Безопасный и надежный мир ее детства рушился, оставляя один на один с неоднозначностью взрослой жизни. Она бунтовала против необоснованных и кажущихся безрассудными решений родителей. Она сопротивлялась, когда ей говорили «ты обязана», указывали, что можно и чего нельзя, и пытались навязать свою волю. Она разрывалась между желанием говорить правду и вести себя, как положено девочке, то есть держать свое мнение при себе. Она обнаружила, что и родителям свойственно ошибаться, однако это не мешает им играть на ее чувствах и навязывать груз вины. Под их взглядами, меняющимися с покровительственных на подозрительные, она терзалась сомнениями в себе{106}.

Когда девочки достигают возраста амбиций, независимости и уверенности в своих умственных способностях, принуждение подчиниться требованиям классической женственности – то есть нравиться мужчинам и быть желанной для них – усиливается. Женщин побуждают маскировать свой естественный облик косметикой, украшениями, краской для волос, одеждой, подчеркивающей одни выпуклости и прячущей другие. На это уходят силы и время{107}.
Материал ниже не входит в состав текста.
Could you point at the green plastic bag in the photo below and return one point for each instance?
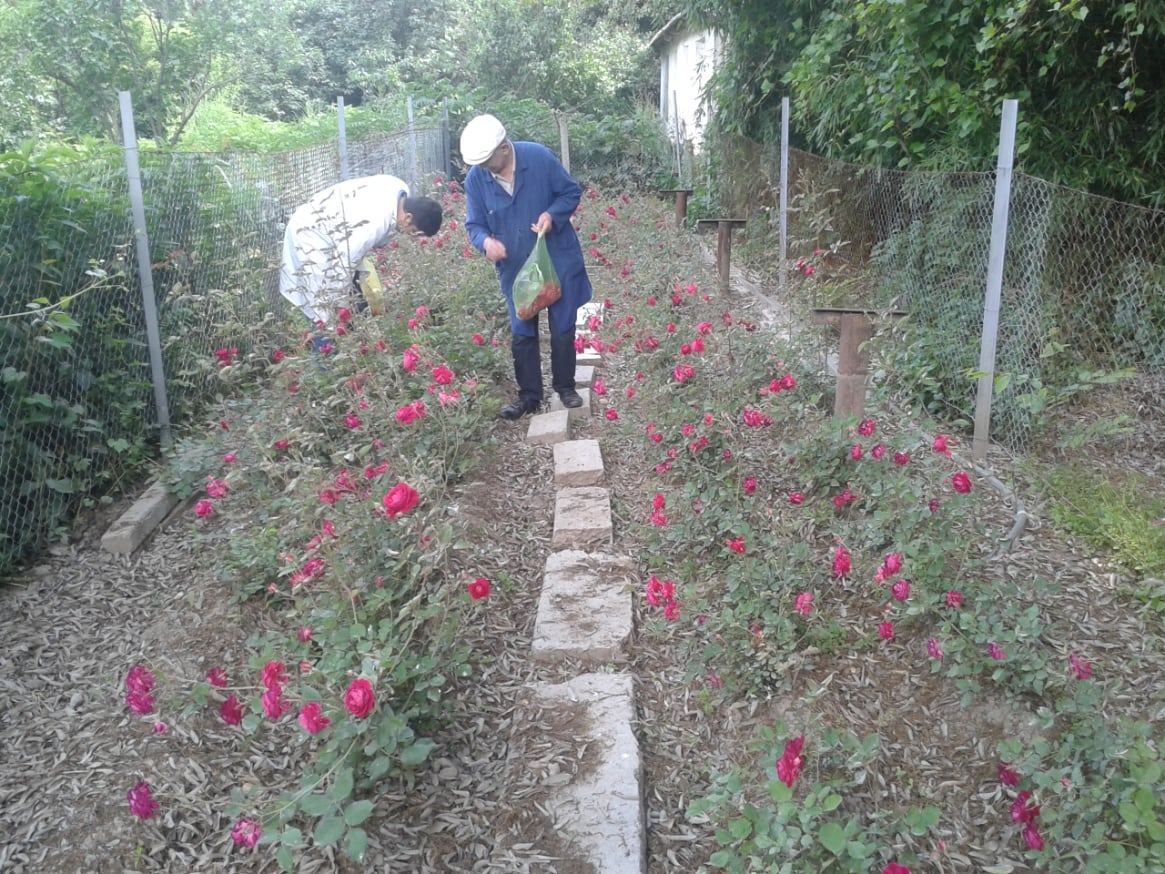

В моем отрочестве давление было примерно таким же, но выглядело не столь драматично. На каждом шагу я сталкивалась с призывами «следить за собой» в угоду окружающим. Все считали (и до сих пор считают) своим долгом высказаться насчет моего веса. Мне твердили: «Ешь давай!» – а когда я ела, ужасались: «Куда столько? Тебя же разнесет!» Я прошла разные стадии отсутствия интереса к еде и избавления от съеденного. От желчи у меня жгло пищевод, болели зубы и опухали веки, зато кожа сияла.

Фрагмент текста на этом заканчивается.